Administrator Maria Contreras-Sweet of the Small Business Administration updated the Council on SBA’s efforts to increase access to their Microloan Program. SBA published a final rule for the Microloan Program that provides more flexibility to SBA non-profit intermediaries and expands the pool of microloan recipients. The change will make small businesses that have an owner who is currently on probation or parole eligible for microloan programs, aiding individuals who face significant barriers to traditional employment as they seek to reenter the workforce.
During the meeting, I had the distinct pleasure of announcing Daryl Atkinson as DOJ’s first-ever Second Chance Fellow. This position was designed to bring in a person with expertise as a leader in the criminal justice field — and as a formerly incarcerated individual. Recognizing that many of those directly impacted by the criminal justice system hold significant insight into reforming the justice system, the Bureau of Justice Assistance — led by Director Denise O’Donnell — released a competitive solicitation that led to Daryl’s selection.
Daryl has a remarkable story. In 1996, Daryl served 40 months in prison after pleading guilty to a first-time non-violent drug crime — and when he was released, he faced a series of collateral consequences. He lost his driver’s license, making it difficult for him to secure employment. He was barred from receiving federal financial student aid, which presented obstacles to furthering his education. And he was unable to vote in his home state of Alabama, restricting his ability to participate in the civic life of his community.

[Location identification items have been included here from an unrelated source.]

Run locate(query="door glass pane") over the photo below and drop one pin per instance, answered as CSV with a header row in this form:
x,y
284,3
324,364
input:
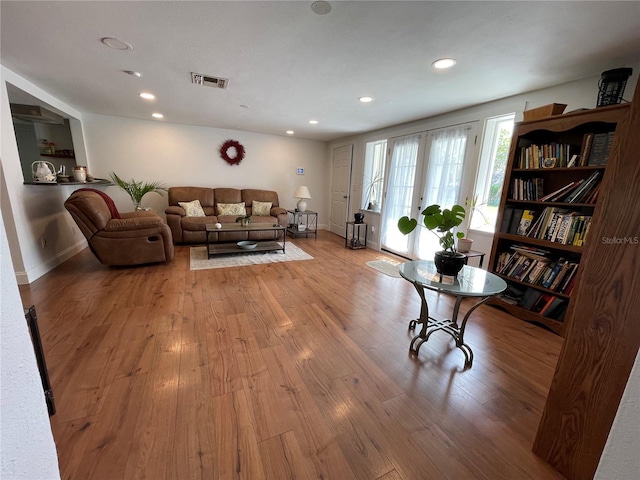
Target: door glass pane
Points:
x,y
493,163
400,188
447,149
374,160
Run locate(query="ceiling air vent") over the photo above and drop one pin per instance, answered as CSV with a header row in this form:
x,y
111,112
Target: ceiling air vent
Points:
x,y
207,81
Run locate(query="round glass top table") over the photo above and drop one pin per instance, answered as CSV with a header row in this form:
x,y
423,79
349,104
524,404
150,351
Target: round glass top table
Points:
x,y
470,282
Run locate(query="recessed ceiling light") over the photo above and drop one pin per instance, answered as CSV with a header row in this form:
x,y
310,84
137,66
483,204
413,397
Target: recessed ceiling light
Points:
x,y
444,63
115,43
320,7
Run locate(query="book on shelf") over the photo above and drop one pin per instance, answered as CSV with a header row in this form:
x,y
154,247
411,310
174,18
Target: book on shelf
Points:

But through all of these obstacles and challenges, Daryl persevered — earning a bachelor’s degree and then a law degree, and ultimately rising to become a Senior Staff Attorney at the Southern Coalition for Social Justice where he focuses on criminal justice reform issues, particularly removing the legal barriers triggered by contact with the criminal justice system.
Last year, Daryl was recognized by the White House as a “Reentry and Employment Champion of Change.” Then-Attorney General Eric Holder recognized Daryl’s transformative journey in his remarks when he said “Daryl overcame his own involvement with the criminal justice system and has since worked to build a better future not only for himself — but for countless others who deserve a second chance.” And now, Daryl will work with us, as a colleague to the Reentry Council, as an advisor to the BJA Second Chance programs, and as a conduit to engage the broader justice-involved population so that DOJ and the Administration are hearing from all stakeholders as we move forward in strengthening our nation and empowering our communities.
Although the path ahead of us is far from easy, there is momentum — across federal agencies, across political parties, and across the United States — to reform our criminal justice system and give people a legitimate chance to earn their way back and lead law-abiding lives. Working with my colleagues, I look forward to continuing the good work of the Reentry Council and taking concrete steps to achieve the president’s vision for meaningful criminal justice reform.